IndisputableMonolith.Analysis.BernsteinInequality
The BernsteinInequality module defines frequency-bounded functions and their derivative bounds in Recognition Science. It supplies FrequencyBounded, BernsteinBound, amplitude sums, and BernsteinCert using the time quantum from Constants. The module consists of definitions plus elementary nonnegativity lemmas.

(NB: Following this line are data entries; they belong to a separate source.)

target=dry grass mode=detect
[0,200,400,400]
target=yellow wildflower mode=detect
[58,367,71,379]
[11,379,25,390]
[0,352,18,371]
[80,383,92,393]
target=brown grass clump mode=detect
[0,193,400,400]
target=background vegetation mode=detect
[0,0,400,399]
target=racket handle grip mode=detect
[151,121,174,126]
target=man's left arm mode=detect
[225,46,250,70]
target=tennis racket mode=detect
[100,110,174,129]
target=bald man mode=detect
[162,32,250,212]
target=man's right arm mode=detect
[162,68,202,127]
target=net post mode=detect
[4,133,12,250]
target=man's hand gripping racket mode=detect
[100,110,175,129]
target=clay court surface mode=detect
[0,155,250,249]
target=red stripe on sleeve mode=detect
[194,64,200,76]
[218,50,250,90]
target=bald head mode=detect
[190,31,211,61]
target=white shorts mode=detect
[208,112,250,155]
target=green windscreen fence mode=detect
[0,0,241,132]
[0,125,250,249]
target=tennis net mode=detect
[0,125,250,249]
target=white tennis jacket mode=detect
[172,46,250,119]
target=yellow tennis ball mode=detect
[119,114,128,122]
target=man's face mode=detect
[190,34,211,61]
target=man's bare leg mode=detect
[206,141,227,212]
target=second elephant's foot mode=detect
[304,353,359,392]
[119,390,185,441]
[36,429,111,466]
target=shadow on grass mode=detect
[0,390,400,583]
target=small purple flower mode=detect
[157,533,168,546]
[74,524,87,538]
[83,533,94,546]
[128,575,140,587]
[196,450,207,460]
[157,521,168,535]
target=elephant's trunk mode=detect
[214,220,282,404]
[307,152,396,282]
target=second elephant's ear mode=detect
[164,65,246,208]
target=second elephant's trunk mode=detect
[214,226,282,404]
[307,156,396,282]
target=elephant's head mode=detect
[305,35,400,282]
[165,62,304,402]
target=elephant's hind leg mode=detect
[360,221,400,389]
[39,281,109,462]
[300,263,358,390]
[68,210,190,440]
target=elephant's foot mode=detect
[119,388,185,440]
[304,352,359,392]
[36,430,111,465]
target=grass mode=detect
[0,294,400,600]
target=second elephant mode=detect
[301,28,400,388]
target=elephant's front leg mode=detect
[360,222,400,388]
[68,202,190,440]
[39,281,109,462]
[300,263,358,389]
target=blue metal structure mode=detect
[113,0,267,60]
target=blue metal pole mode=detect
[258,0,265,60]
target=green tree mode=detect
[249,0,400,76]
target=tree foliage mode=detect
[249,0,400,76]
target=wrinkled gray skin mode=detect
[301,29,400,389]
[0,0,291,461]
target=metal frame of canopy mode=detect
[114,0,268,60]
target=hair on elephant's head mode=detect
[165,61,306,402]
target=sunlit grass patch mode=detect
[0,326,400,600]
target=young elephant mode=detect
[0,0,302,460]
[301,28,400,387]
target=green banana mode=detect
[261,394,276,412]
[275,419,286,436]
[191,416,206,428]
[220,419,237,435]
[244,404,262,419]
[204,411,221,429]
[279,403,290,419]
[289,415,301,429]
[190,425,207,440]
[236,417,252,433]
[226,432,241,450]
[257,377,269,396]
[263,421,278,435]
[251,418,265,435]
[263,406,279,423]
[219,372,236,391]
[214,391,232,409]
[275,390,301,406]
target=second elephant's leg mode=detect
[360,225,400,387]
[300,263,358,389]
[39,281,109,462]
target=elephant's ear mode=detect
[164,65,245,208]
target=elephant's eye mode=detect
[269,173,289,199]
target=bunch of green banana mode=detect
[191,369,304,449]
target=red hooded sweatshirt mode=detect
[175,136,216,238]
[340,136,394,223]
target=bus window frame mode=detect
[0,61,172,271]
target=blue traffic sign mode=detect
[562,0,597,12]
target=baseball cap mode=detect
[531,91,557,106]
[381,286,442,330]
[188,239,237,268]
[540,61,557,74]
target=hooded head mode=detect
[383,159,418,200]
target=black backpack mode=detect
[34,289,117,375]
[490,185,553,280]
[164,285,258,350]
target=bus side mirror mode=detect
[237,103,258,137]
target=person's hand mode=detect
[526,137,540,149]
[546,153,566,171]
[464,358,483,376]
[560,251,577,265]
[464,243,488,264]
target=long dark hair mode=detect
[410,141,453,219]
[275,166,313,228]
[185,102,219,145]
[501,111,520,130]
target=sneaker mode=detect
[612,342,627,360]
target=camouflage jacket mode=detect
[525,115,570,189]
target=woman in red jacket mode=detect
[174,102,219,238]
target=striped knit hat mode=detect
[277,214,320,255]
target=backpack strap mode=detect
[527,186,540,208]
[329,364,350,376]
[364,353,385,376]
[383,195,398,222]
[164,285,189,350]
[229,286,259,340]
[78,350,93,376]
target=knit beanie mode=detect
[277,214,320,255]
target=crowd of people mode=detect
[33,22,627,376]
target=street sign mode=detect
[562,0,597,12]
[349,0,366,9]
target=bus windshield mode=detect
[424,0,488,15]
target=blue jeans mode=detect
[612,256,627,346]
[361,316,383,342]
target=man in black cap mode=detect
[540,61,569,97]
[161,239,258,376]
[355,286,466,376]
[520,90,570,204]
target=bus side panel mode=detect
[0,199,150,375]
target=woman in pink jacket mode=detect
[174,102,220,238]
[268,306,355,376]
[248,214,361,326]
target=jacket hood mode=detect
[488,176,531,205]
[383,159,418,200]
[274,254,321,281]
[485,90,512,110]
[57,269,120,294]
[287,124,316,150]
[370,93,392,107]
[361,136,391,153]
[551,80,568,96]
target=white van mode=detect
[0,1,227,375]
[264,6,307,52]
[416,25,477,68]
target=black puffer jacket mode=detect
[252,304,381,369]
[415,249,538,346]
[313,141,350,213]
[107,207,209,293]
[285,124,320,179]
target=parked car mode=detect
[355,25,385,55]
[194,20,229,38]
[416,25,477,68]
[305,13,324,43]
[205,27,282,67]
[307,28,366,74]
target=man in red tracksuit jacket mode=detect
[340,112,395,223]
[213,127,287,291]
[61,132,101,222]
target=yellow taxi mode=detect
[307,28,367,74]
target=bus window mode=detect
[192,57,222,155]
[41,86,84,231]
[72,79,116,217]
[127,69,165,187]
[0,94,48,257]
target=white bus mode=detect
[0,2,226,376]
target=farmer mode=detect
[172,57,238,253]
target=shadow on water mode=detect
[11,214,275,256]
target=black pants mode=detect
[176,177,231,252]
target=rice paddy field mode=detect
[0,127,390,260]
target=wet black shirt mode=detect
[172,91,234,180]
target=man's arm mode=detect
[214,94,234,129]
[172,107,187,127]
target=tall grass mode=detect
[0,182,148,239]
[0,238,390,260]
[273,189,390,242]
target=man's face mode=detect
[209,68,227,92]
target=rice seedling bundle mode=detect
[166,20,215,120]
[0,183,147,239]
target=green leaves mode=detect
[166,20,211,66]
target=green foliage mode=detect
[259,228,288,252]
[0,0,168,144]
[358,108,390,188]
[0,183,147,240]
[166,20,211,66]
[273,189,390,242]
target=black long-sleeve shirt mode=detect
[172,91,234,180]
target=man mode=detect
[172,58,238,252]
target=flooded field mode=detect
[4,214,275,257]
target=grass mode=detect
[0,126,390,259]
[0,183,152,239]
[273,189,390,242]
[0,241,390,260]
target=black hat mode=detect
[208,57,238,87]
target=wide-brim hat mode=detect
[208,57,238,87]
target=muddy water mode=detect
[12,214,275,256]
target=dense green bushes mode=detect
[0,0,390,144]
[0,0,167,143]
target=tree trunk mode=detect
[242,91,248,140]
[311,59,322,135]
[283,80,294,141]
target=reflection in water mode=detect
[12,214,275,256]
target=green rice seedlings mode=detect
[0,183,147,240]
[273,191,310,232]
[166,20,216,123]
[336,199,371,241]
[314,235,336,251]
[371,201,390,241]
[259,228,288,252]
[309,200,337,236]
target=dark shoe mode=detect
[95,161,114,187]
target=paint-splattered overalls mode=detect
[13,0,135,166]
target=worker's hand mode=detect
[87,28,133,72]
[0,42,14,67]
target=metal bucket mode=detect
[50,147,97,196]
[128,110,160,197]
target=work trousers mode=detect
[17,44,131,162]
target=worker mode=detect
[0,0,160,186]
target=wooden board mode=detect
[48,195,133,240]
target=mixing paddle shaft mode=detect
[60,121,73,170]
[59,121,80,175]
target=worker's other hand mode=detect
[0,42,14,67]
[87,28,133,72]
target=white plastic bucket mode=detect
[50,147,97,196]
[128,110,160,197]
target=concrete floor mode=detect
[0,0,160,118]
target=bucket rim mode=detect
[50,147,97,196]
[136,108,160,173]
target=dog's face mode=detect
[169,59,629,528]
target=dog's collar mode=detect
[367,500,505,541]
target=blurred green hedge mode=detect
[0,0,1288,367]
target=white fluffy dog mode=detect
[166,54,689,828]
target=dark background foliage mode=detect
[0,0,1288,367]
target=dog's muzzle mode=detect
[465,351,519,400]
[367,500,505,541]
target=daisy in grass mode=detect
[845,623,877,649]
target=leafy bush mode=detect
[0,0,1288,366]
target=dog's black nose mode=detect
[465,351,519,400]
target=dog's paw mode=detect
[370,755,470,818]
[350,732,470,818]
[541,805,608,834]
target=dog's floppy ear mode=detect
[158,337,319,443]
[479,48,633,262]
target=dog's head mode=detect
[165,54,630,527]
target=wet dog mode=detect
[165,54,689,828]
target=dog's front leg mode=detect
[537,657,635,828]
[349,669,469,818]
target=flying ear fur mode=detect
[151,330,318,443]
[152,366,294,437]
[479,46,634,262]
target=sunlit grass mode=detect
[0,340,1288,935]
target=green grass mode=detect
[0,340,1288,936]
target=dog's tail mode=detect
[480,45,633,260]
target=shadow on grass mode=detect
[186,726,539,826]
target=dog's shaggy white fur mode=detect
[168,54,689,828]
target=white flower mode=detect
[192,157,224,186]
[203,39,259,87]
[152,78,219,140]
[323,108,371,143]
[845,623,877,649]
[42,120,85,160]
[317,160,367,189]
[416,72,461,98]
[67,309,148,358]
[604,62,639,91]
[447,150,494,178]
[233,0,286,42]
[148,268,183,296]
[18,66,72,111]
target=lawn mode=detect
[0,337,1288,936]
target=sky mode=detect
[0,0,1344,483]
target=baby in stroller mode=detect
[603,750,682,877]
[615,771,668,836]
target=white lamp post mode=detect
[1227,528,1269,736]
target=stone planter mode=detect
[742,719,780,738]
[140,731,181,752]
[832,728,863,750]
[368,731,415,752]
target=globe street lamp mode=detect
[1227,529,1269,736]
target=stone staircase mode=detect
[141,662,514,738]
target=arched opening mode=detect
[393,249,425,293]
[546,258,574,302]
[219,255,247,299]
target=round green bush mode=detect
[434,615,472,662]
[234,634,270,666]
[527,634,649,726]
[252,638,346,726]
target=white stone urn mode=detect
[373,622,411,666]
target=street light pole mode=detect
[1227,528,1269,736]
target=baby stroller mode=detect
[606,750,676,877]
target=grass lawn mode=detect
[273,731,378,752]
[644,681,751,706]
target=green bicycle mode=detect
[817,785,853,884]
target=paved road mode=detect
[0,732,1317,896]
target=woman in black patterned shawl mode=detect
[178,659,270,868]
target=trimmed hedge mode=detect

claimFrequencyBounded$(f,\omega)$ asserts a function $f$ has frequency support at most $\omega$ (in units with $\tau_0=1$). BernsteinBound$(f,\omega)$ states $\|f'\|\leq\omega\|f\|$. BernsteinCert witnesses the bound via amplitude_sum and derivative_amplitude_sum.
background
The module sits in the Analysis domain and imports the RS time quantum $\tau_0=1$ tick from IndisputableMonolith.Constants. It introduces FrequencyBounded, amplitude_sum, derivative_amplitude_sum, and derivative_bounded_by_frequency to set up the classical Bernstein inequality inside RS-native units.
No module-level doc comment is supplied. The sibling declarations establish nonnegativity of the bounds and existence of a certificate, all resting on the imported constant.
proof idea
This is a definition module, no proofs.
why it matters in Recognition Science
The module supplies the Bernstein inequality primitives that feed into parent theorems on wave propagation and frequency analysis within the Recognition framework. It fills the analysis layer required before mass-ladder or J-cost constructions that rely on bounded derivatives.
scope and limits
- Does not derive the bound from the Recognition Composition Law.
- Does not incorporate the phi-ladder or mass formula.
- Does not treat non-frequency-bounded or infinite-bandwidth cases.
- Does not address spatial dimensions or the eight-tick octave.